Migration vs. Restart
When the incumbent platform was discontinued, the customer faced a choice: restart on vendor's new platform (WinCC) or migrate to a platform that had won their original technical evaluation. The ability to migrate rather than restart preserved their investment and timeline.
The Results
- Consolidated 15+ plant operations into single Energy Center managing 100,000+ points
- Eliminated manual event correlation — unified alarms and history reduced MTTR
- Zero data loss during network disruptions via store-and-forward
- 50%+ reduction in development time vs. legacy system (built-in properties and application objects)

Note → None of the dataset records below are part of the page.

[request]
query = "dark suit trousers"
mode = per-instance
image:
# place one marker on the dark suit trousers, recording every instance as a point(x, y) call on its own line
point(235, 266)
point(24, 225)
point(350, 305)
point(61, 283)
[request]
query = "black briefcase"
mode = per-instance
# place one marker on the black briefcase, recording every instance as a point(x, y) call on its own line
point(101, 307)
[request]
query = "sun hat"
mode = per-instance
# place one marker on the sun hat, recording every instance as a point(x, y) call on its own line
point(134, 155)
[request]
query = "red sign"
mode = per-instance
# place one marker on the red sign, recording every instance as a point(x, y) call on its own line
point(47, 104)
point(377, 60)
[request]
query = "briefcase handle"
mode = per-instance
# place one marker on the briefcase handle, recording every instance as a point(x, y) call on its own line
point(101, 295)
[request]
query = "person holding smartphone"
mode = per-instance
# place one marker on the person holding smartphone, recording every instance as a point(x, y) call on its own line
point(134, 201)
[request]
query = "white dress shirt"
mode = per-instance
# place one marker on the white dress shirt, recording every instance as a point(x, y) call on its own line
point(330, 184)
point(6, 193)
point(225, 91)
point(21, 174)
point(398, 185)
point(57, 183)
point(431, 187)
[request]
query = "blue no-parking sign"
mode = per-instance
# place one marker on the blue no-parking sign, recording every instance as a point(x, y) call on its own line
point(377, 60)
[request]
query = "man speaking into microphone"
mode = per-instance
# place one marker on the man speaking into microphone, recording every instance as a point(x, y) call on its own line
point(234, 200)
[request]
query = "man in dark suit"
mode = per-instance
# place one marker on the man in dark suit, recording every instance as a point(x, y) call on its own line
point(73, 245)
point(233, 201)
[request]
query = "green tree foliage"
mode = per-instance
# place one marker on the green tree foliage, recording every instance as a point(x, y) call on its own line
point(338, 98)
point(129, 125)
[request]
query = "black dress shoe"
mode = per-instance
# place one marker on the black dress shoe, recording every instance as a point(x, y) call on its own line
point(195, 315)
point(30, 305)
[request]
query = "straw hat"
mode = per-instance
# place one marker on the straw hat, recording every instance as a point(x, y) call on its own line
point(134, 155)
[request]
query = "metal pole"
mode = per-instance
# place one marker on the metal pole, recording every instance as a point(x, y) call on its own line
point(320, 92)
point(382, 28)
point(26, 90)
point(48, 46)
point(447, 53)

- 35 nodes distributed across entire plant with remote client access
- Running successfully since 2013 — over 10 years of continuous operation
Customer Testimonial
"The Tatsoft FactoryStudio software, used in the migration of the Integrated Recirculation Monitoring System at the Ipatinga facility, proved to be stable and reliable, increasing the process efficiency and costs optimization."
— Guilherme Publio Teixeira, Manager of Energy and Utilities Systems Support, Usiminas Ipatinga
Resources
- Usiminas Energy Management Case Study.pdf - Published case study
This case demonstrates enterprise-scale operations center architecture with multi-vendor integration, fault-tolerant redundancy, and distributed site management.